Silvio Gomes acha fundamental esse aspecto "inespecífico" da obra. "É importante que todas as pessoas conheçam a força do Sepultura, com sua legião de admiradores espalhados pelo mundo todo." É bom frisar que só um músico brasileiro consegue fazer tanto sucesso quanto eles lá fora: o falecido maestro Tom Jobim.
Outro ponto importante, ressalta Gomes, é que, diferentemente da maioria das biografias de astros do rock, escritas por pessoas sem convívio íntimo com seus biografados, essa conta com um autor que acompanhou o nascimento do grupo desde os seus primórdios. É uma vantagem e tanto.
O texto, de fácil leitura, é dotado de muito bom humor. As passagens que narram as peripécias da banda em seus primeiros shows, com equipamentos pouco mais que indigentes (o baterista Igor, por exemplo, começou usando um kit que continha apenas um tarol, repinique e o prato sustentado num cabo de vassoura), são hilariantes.
Acima de tudo, é um livro que transpira honestidade. "Tivemos a preocupação de ser imparciais", garante Gomes. André Barcinski completa dizendo que várias mentiras são desmistificadas na obra.
Um exemplo é a imagem que o Sepultura espalhou no exterior de que seus integrantes viviam em favelas brasileiras. "Todos nós sabemos que mais classe média que o bairro de Santa Teresa, de onde saíram, em Belo Horizonte, é impossível", diz Barcinki, expondo mais um lance de marketing do grupo.
Entre a profusão de detalhes pitorescos da vida do Sepultura, os autores também entregam ao leitor informações técnicas, descrevem sessões de gravações, tudo sem cair no didatismo chato.
As rusgas internas e a saída de Max Cavalera da banda também não poderiam ficar de fora. Por conta das desavenças, o próprio Max se recusou a colaborar com a elaboração da biografia. "Assim como o resto do grupo, eu também me senti traído por ele", confessa Gomes.
Mas, à parte o lado amargo da história, as aventuras desses adolescentes românticos, tentando inventar uma cena de heavy metal no deserto do rock brasileiro, as dificuldades que enfrentaram, tudo isso faz com que a narrativa, a certa altura, assuma um caráter épico. Principalmente quando se conhece a trajetória meteórica do grupo no cenário mundial.
"Os primeiros shows, a vontade com que encararam os desafios, o primeiro encontro com seus ídolos, como Lemmy Kilmister, do Motorhead, e King Diamond, a participação em grandes festivais e o estágio que atingiram tornam a história do Sepultura emocionante", diz Barcinski.
Acima de tudo, o livro é uma justa e necessária homenagem à maior banda de heavy metal do país. Barcinski e Gomes conseguiram narrar a saga dos moleques de Santa Teresa sem ufanismo, mas com um olhar cheio de admiração. É tudo que um biografado pode desejar.

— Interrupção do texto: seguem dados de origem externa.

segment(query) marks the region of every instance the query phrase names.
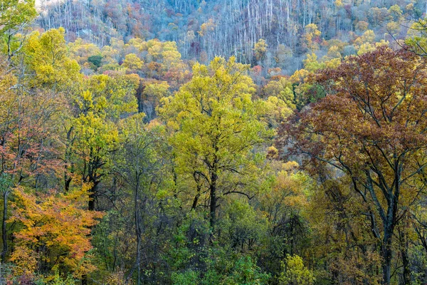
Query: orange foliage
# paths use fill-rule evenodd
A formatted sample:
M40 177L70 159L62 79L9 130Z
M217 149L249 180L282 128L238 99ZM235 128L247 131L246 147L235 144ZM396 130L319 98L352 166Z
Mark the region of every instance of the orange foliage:
M14 234L16 247L11 256L19 268L16 274L60 269L79 277L95 269L85 257L92 249L90 228L102 214L84 209L87 188L68 195L52 190L37 195L15 189L9 222L20 227Z

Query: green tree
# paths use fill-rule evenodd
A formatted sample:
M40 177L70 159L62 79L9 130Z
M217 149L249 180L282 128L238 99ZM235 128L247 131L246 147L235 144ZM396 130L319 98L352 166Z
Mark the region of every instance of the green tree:
M216 58L209 66L196 63L194 77L172 97L164 98L160 115L174 133L170 138L181 172L196 180L197 206L201 188L209 192L210 224L216 220L218 199L240 193L256 171L251 157L264 141L263 104L252 100L253 83L248 67Z

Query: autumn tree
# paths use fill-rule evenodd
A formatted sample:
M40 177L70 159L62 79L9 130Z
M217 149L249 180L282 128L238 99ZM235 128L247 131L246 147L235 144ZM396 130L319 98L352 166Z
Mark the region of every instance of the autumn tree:
M426 187L426 78L425 61L404 50L350 57L314 77L327 95L280 130L288 155L330 167L330 179L349 177L381 249L384 284L391 281L395 229Z
M266 134L265 123L258 120L262 104L252 100L255 89L246 70L234 58L216 58L208 66L196 63L192 80L164 98L159 108L174 131L170 143L181 172L195 180L192 208L209 191L212 228L223 195L250 197L245 185L257 169L251 150Z

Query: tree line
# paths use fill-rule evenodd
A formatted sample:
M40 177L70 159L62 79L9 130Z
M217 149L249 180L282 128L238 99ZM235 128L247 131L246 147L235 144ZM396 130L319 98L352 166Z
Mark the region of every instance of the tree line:
M424 21L287 76L174 41L68 42L36 16L0 10L7 284L426 281Z

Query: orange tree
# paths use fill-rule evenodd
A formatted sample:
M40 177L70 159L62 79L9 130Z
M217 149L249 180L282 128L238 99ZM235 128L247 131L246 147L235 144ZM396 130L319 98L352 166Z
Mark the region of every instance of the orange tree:
M278 133L288 155L333 170L332 179L349 177L380 249L384 284L390 284L395 229L426 186L426 67L416 54L386 47L349 57L312 78L327 95Z

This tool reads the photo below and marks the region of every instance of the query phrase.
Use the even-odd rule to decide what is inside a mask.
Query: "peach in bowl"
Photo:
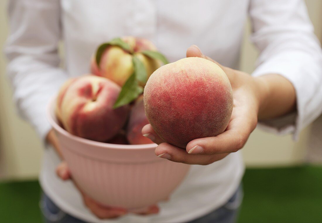
[[[56,105],[55,98],[50,102],[48,118],[73,180],[99,203],[144,209],[169,197],[187,173],[189,165],[157,157],[156,144],[111,144],[71,134],[59,124]]]

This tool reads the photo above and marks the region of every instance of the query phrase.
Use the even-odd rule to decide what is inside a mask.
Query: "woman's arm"
[[[8,2],[10,32],[5,52],[7,75],[21,116],[44,141],[51,127],[46,107],[67,78],[59,67],[62,35],[60,1]]]

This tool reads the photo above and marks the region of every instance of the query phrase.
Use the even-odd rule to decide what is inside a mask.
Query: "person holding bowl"
[[[47,148],[40,182],[48,222],[233,222],[242,197],[240,150],[258,121],[296,138],[322,109],[322,52],[302,1],[11,0],[8,10],[8,75],[20,113]],[[248,16],[251,40],[260,52],[251,76],[238,70]],[[88,72],[96,46],[123,36],[150,39],[171,62],[186,51],[187,57],[217,63],[233,97],[226,131],[194,140],[185,150],[164,143],[150,125],[143,128],[143,134],[159,144],[160,159],[199,165],[168,201],[140,215],[102,206],[56,176],[57,171],[62,179],[72,177],[67,164],[60,164],[59,145],[45,115],[62,83]],[[64,68],[59,66],[61,41]]]

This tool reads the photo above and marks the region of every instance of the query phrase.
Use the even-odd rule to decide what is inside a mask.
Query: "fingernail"
[[[64,177],[65,175],[67,174],[67,171],[65,169],[62,169],[59,170],[59,176],[61,177]]]
[[[201,53],[201,53],[201,51],[200,50],[200,48],[198,47],[198,46],[197,46],[197,45],[195,45],[194,44],[193,45],[192,45],[192,46],[193,46],[197,50],[199,51]]]
[[[200,54],[201,54],[202,57],[205,59],[206,59],[206,56],[203,54],[202,53],[202,52],[201,52],[201,50],[200,50],[200,48],[198,47],[198,46],[197,46],[197,45],[195,45],[194,44],[194,45],[192,45],[192,46],[196,49],[197,50],[198,50],[199,52],[200,52]]]
[[[189,150],[188,152],[189,154],[199,154],[204,151],[204,148],[200,145],[195,146]]]
[[[154,141],[154,140],[156,139],[156,137],[151,133],[144,134],[142,135],[145,137],[149,138],[152,141]]]
[[[164,153],[162,154],[160,154],[158,157],[160,157],[161,158],[164,158],[167,160],[170,160],[171,159],[171,155],[166,153]]]

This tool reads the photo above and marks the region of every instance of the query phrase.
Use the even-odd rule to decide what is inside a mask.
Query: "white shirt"
[[[123,36],[144,37],[170,61],[185,57],[195,44],[205,54],[238,69],[248,16],[251,41],[260,52],[253,74],[279,74],[296,91],[296,114],[266,122],[266,127],[296,136],[322,109],[322,53],[302,1],[11,0],[8,11],[8,75],[20,113],[43,139],[51,128],[45,115],[49,98],[66,79],[89,71],[91,56],[101,43]],[[59,66],[61,40],[63,69]],[[45,192],[69,214],[95,222],[192,220],[226,202],[244,168],[239,152],[210,165],[194,165],[170,200],[160,204],[159,214],[102,221],[84,207],[70,183],[56,177],[59,160],[52,148],[46,150],[44,161],[40,181]]]

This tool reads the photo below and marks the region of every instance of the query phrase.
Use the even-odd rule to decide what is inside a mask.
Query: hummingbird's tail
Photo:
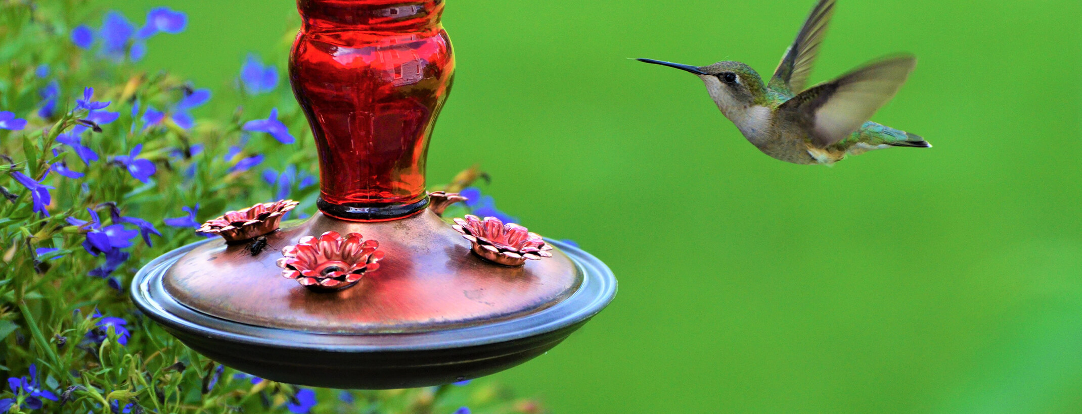
[[[895,147],[932,148],[932,144],[929,144],[927,141],[924,141],[923,136],[909,132],[906,133],[905,141],[896,141],[889,143],[889,145]]]

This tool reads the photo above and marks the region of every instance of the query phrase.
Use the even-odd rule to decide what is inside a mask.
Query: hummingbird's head
[[[739,111],[766,103],[766,85],[758,72],[740,62],[718,62],[710,66],[691,66],[672,62],[638,59],[648,64],[669,66],[697,75],[707,84],[707,92],[726,117],[733,119]]]

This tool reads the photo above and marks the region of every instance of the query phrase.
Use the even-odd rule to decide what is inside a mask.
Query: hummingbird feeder
[[[228,212],[135,276],[135,304],[196,351],[272,380],[410,388],[537,357],[616,295],[601,261],[516,224],[440,218],[425,157],[454,70],[443,0],[298,0],[290,81],[319,152],[319,212]],[[260,243],[261,249],[253,245]],[[285,277],[283,277],[285,276]]]

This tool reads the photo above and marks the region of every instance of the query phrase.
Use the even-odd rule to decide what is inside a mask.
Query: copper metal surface
[[[447,191],[433,191],[428,193],[428,210],[433,213],[443,217],[444,211],[448,206],[461,201],[469,201],[469,198],[462,197],[458,192],[447,192]]]
[[[228,243],[239,243],[277,230],[281,225],[281,217],[298,204],[300,203],[293,200],[278,200],[226,212],[203,223],[199,232],[219,235]]]
[[[351,289],[312,292],[281,277],[279,251],[306,236],[359,232],[380,241],[380,270]],[[164,275],[166,291],[200,312],[259,326],[329,333],[426,332],[491,323],[551,307],[579,288],[582,273],[563,253],[524,267],[490,264],[435,213],[378,223],[316,214],[267,235],[252,257],[212,241]]]
[[[480,219],[466,214],[465,218],[456,218],[451,227],[473,243],[474,253],[489,262],[523,266],[527,259],[552,257],[552,246],[541,236],[514,223],[503,224],[496,217]]]

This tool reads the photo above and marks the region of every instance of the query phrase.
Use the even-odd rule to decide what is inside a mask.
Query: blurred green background
[[[298,22],[288,0],[95,3],[187,12],[142,66],[200,88],[249,52],[283,68]],[[557,413],[1082,412],[1082,5],[839,1],[812,80],[915,53],[874,120],[935,148],[834,168],[761,153],[698,79],[626,59],[768,76],[813,4],[448,1],[430,182],[480,162],[501,210],[620,279],[498,380]]]

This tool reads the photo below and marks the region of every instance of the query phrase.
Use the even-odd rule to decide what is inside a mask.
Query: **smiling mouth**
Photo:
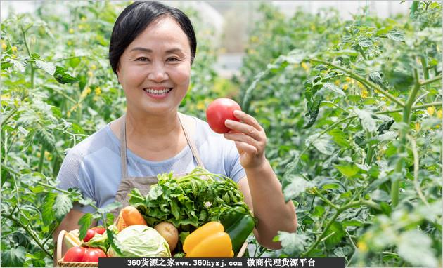
[[[172,88],[164,88],[162,89],[152,89],[152,88],[143,88],[143,89],[146,93],[149,94],[154,94],[161,96],[162,95],[166,95],[171,92]]]

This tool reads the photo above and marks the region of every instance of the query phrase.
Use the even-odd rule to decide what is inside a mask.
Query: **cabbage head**
[[[167,242],[158,232],[146,225],[131,225],[112,238],[108,257],[170,257]]]

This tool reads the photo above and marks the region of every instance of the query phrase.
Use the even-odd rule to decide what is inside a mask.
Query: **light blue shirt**
[[[195,134],[191,138],[193,138],[205,168],[238,182],[245,172],[240,164],[235,143],[213,132],[207,123],[193,118]],[[77,187],[84,199],[95,201],[98,208],[115,201],[122,180],[120,140],[110,126],[110,123],[70,149],[57,176],[58,188]],[[175,156],[161,161],[146,160],[129,149],[127,157],[129,177],[157,176],[170,171],[183,174],[198,166],[188,145]],[[82,213],[95,211],[91,206],[79,203],[74,204],[74,209]]]

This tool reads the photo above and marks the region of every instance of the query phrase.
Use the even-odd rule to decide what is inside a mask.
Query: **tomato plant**
[[[299,229],[280,233],[282,250],[255,256],[441,265],[442,6],[414,5],[408,15],[349,21],[262,7],[241,105],[264,123]]]
[[[407,5],[411,3],[399,3]],[[67,151],[124,112],[109,34],[125,3],[41,2],[0,29],[1,265],[53,266],[52,234],[74,202],[56,177]],[[390,18],[333,9],[286,17],[264,3],[238,76],[212,68],[217,50],[198,13],[198,51],[182,112],[205,119],[220,96],[265,128],[266,155],[296,206],[296,233],[251,256],[341,257],[347,266],[442,266],[442,4],[414,1]],[[96,208],[79,222],[113,222]]]
[[[63,261],[98,262],[99,257],[106,257],[106,254],[100,248],[75,246],[66,251],[63,257]]]
[[[106,55],[112,25],[127,3],[67,2],[68,13],[39,3],[33,13],[11,13],[0,29],[1,91],[1,266],[52,267],[52,235],[74,202],[96,206],[76,189],[63,190],[56,177],[68,150],[120,117],[124,95]],[[212,31],[186,11],[199,39],[193,63],[192,94],[181,109],[204,118],[216,59]],[[192,95],[192,97],[189,95]],[[117,203],[96,208],[79,222],[86,237],[93,220],[113,222]]]

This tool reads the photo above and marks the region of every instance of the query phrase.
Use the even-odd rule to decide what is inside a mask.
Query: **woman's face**
[[[128,110],[155,115],[174,112],[189,86],[188,37],[174,19],[158,18],[126,48],[117,74]]]

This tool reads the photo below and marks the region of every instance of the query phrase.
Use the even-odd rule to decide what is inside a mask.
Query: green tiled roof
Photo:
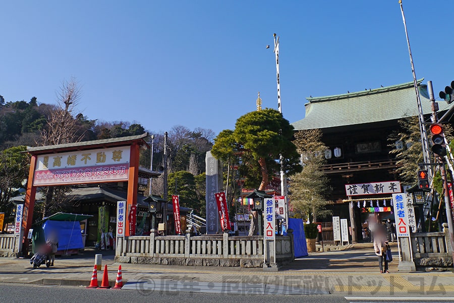
[[[424,114],[431,112],[427,86],[418,80]],[[343,94],[307,98],[306,117],[292,123],[295,129],[328,128],[392,120],[418,115],[413,82]],[[440,110],[447,107],[439,103]]]

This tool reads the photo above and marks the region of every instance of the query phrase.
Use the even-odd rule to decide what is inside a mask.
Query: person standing
[[[370,241],[374,241],[374,234],[375,232],[376,227],[377,226],[377,221],[375,220],[374,217],[371,217],[369,219],[369,230],[370,231]]]
[[[55,253],[59,249],[59,237],[55,231],[50,232],[49,237],[46,241],[46,243],[50,246],[51,250],[49,254],[49,259],[50,262],[50,266],[53,266],[53,262],[55,262]]]
[[[389,273],[388,271],[388,260],[386,259],[386,249],[388,241],[386,240],[386,234],[385,232],[385,227],[381,224],[377,224],[375,226],[375,234],[374,236],[374,249],[375,255],[378,256],[378,266],[380,272]],[[384,270],[383,268],[383,262],[384,261]]]

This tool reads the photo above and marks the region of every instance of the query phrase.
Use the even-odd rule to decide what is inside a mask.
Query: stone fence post
[[[150,230],[150,257],[154,257],[155,232],[154,228]]]
[[[452,256],[451,240],[449,237],[449,230],[447,227],[447,223],[443,223],[443,232],[444,233],[444,239],[446,241],[446,250],[449,257]],[[454,260],[452,260],[454,262]]]
[[[229,230],[224,230],[222,234],[222,252],[224,259],[229,258]]]
[[[191,230],[186,230],[186,234],[185,235],[185,258],[189,258],[189,254],[191,252]]]
[[[293,243],[293,230],[289,228],[287,230],[287,235],[290,237],[290,251],[292,251],[292,258],[295,260],[295,246]]]

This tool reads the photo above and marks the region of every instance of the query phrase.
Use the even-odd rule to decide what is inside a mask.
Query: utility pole
[[[164,133],[164,199],[165,202],[164,203],[164,210],[162,216],[164,217],[162,221],[165,224],[165,229],[164,231],[164,235],[167,235],[167,136],[168,133],[166,131]]]
[[[399,4],[401,5],[401,12],[402,13],[402,20],[404,21],[404,27],[405,29],[405,35],[407,37],[407,44],[408,46],[408,54],[410,56],[410,64],[412,66],[412,73],[413,74],[413,82],[415,85],[415,90],[416,92],[416,103],[418,104],[418,113],[419,117],[419,131],[421,132],[421,142],[422,144],[423,156],[424,162],[429,163],[430,157],[429,155],[429,142],[427,139],[427,133],[426,132],[426,126],[424,124],[424,116],[422,111],[422,107],[421,105],[421,97],[419,95],[419,90],[418,89],[418,80],[416,79],[416,73],[415,72],[415,65],[413,64],[413,57],[412,55],[412,49],[410,47],[410,40],[408,38],[408,32],[407,30],[407,23],[405,22],[405,15],[404,15],[404,7],[402,6],[402,0],[399,0]],[[429,171],[429,181],[432,181],[432,168],[430,166],[428,168]]]
[[[154,146],[154,135],[151,135],[151,152],[150,153],[150,170],[153,171],[153,149]],[[151,183],[153,178],[150,177],[150,191],[148,195],[151,195]]]
[[[282,105],[280,103],[280,79],[279,74],[279,36],[273,34],[274,40],[274,53],[276,56],[276,80],[277,82],[277,111],[282,114]],[[286,229],[289,228],[289,199],[287,197],[287,180],[284,171],[283,157],[279,156],[280,163],[280,194],[286,197]]]

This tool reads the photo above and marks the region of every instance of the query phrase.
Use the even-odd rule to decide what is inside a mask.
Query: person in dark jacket
[[[50,245],[52,248],[52,250],[49,254],[49,259],[50,259],[50,266],[53,266],[53,262],[55,261],[55,253],[59,249],[59,237],[56,231],[50,232],[49,237],[46,241],[46,243]]]
[[[378,266],[380,272],[389,273],[388,271],[388,260],[386,259],[386,248],[388,241],[385,232],[385,226],[381,224],[377,224],[376,226],[375,234],[374,237],[374,249],[375,255],[378,256]],[[384,270],[383,268],[383,261],[384,261]]]

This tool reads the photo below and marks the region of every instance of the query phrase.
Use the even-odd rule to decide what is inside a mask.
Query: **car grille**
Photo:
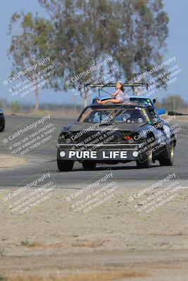
[[[70,138],[71,143],[80,144],[102,144],[102,143],[119,143],[123,141],[124,133],[121,131],[111,132],[106,131],[101,132],[100,131],[92,131],[82,134],[82,131],[74,131],[67,136]]]

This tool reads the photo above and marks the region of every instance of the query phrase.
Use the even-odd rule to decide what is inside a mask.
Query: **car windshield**
[[[148,115],[144,108],[136,107],[135,108],[94,108],[88,107],[82,114],[80,122],[98,123],[106,121],[106,123],[127,122],[127,123],[146,123]]]

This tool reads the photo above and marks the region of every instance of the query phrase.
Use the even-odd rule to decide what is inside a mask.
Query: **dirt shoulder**
[[[120,188],[85,214],[73,209],[75,190],[56,189],[22,215],[1,202],[0,273],[11,281],[188,280],[187,190],[149,213],[135,209],[151,196],[132,200],[139,190]]]
[[[26,159],[18,156],[0,155],[0,169],[20,166],[27,163]]]

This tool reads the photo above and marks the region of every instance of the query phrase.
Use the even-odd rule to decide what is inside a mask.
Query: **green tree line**
[[[111,56],[118,69],[113,78],[128,81],[163,62],[169,20],[163,0],[38,1],[46,12],[46,17],[24,12],[12,15],[8,52],[13,61],[12,73],[47,54],[57,72],[44,87],[68,93],[78,89],[86,101],[83,79],[69,86],[65,82],[87,66]],[[99,72],[103,70],[101,67]],[[160,72],[163,70],[152,75]],[[36,87],[36,110],[39,91]]]

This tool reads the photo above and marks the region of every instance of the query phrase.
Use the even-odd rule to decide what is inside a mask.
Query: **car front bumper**
[[[138,145],[105,144],[79,145],[57,144],[57,157],[62,160],[132,161],[138,159]]]

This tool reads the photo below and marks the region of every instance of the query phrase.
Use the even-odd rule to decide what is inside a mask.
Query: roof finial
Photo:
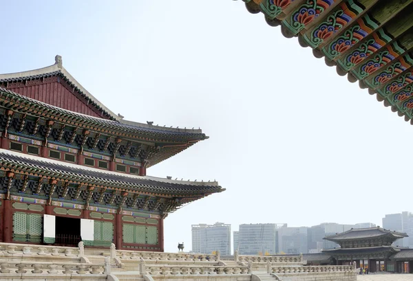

No dia 4 de dezembro de 1984, o Sepultura fez sua estréia. Ou melhor, metade do Sepultura, já que Paulo e Roberto UFO não compareceram (...). A formação do Sepultura naquela noite histórica foi, portanto, Max na guitarra, Wagner no vocal e Igor na bateria. O show foi um desastre: Max tocou com a guitarra totalmente desafinada, Wagner errou todas as letras e Igor espancou a bateria como se o mundo estivesse prestes a acabar (...). Dos cento e poucos metaleiros que estavam na platéia, apenas um, Carlos Sabbath, veio elogiar a banda no fim do show: "Foi uma merda, mas eu adorei!"



O interesse pelo Sepultura no exterior ficou evidente quando a gravadora alemã Shark lançou versões piratas dos três discos da banda. (...). A Cogumelo imediatamente entrou com um processo contra a Shark. Anos depois, a gravadora mineira receberia dos alemães uma compensação pela venda ilegal de mais de 20 mil discos do Sepultura na Europa.



Em setembro de 1989, o Sepultura partiu finalmente para sua primeira excursão internacional. (...). Tudo era novidade para eles: a língua, os costumes, a comida... Paulo, por exemplo, nunca tinha viajado para o exterior. Max era o único dos quatro que falava alguma coisa de inglês e virou o "porta-voz oficial" da banda. Andreas e Igor se comunicavam com os europeus através de sinais.